Asclepigenia’s interests were in the esoteric principles of metaphysics that control the universe. She applied magic and theurgic principles to affect fate, applying her knowledge of Plato and Aristotle to the great religious and metaphysical questions raised by Christian ethical theory. She believed that there were five realms of reality, namely: the One, Intelligence, Matter, Soul, and Nature. We do not know her work from original sources but from references and influences in those of her pupils.
Believing that fates might be affected by the means of metaphysics, cosmology, magic, and theurgy, Asclepigenia tended more toward mysticism, magic, and contemplation of the mysteries of Platonic and Aristotelian metaphysics. Her most famous student was the philosopher, Proclus (February 8, 412 - April 17, 487).
According to Nigel Pennick (The Pagan Book of Days, Destiny Books, Rochester, Vermont, USA, 1992), if the weather is good today it will continue for another 40 days.
Asclepius
Asclepigenia was named for Asclepius (pictured), the son of Apollo by Coronis (or Arsinoe), the celebrated physician/deity who had been so successful at preventing mortal death that he was accused of encroaching on the preserve of Hades. As a consequence of his bad behaviour, Zeus killed him with a thunderbolt, and in revenge, Apollo killed the first generation of Cyclopes (the children of Uranus and Gaia) who had forged the thunderbolt.

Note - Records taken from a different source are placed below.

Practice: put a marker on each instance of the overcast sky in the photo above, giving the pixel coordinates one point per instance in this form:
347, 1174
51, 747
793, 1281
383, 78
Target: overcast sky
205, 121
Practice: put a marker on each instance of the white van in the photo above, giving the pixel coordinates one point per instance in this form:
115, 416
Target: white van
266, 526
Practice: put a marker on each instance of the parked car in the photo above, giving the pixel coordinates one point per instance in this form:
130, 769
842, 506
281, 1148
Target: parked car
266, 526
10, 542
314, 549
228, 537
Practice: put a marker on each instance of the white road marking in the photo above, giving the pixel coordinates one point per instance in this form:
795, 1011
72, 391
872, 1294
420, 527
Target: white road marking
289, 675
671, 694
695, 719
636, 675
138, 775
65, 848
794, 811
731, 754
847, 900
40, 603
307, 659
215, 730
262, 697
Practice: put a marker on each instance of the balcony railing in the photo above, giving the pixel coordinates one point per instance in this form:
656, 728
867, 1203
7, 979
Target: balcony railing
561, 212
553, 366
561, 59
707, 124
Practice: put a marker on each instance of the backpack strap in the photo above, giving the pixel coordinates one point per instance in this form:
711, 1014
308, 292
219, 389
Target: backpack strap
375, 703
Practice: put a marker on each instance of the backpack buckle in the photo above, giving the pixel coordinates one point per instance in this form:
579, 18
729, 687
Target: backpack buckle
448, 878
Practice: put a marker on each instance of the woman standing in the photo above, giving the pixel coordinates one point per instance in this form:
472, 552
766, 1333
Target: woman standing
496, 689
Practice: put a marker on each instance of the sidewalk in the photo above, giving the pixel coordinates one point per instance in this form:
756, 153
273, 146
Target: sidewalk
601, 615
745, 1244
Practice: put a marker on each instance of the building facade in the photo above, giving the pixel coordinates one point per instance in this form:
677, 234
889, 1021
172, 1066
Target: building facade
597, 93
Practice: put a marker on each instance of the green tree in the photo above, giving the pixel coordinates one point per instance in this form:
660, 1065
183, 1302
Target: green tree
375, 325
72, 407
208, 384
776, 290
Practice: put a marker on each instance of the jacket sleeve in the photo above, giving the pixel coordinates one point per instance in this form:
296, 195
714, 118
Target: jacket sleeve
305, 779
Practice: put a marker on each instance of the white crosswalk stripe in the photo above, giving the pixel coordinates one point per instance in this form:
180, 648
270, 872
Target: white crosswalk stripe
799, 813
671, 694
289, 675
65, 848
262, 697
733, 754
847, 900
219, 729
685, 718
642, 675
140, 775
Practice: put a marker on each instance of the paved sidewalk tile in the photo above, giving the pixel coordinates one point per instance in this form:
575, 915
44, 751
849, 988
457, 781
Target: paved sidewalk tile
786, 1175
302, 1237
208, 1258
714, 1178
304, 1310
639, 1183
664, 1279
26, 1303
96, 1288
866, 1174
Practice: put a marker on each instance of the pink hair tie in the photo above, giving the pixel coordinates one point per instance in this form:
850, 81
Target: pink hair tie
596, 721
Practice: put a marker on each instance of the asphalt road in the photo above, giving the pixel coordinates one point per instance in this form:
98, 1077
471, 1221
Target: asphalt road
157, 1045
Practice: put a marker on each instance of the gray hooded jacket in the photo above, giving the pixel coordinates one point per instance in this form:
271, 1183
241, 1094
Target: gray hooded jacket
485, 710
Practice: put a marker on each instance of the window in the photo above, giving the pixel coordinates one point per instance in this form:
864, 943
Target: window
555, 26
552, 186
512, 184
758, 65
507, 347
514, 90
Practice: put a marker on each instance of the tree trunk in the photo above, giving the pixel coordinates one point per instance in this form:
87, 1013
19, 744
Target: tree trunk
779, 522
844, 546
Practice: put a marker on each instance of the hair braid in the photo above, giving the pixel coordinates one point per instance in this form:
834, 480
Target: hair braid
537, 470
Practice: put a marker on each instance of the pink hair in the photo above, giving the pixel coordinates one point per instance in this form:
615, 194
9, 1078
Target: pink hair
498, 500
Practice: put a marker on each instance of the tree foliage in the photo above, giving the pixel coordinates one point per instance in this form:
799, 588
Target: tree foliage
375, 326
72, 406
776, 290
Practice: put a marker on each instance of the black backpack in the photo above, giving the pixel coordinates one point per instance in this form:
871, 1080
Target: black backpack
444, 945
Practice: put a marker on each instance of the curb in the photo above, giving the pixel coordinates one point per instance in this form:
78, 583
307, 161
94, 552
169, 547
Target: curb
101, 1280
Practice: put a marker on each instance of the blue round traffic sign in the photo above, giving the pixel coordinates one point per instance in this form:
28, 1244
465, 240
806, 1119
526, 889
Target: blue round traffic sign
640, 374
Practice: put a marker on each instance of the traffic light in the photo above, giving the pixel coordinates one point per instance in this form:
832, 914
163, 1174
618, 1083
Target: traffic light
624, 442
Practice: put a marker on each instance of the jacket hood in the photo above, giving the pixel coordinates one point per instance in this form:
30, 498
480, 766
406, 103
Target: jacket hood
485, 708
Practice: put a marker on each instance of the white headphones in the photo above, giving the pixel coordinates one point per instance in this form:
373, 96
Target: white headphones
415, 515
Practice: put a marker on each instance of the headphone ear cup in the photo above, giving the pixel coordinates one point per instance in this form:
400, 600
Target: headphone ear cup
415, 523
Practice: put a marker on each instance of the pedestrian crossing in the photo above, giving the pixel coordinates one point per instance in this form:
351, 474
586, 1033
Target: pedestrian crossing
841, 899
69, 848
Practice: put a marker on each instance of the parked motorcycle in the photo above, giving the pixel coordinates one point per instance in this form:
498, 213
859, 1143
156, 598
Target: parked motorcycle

The time of the full moon during the Greek month of Boedromion was the beginning of the Eleusinian Mysteries, which began with a procession to Eleusis, a small town about twenty-two kilometres north-west of Athens, where the ceremonies were celebrated. Held annually in honour of the goddesses Demeter and Persephone, these were the most sacred and revered of all the ritual celebrations of ancient Greece.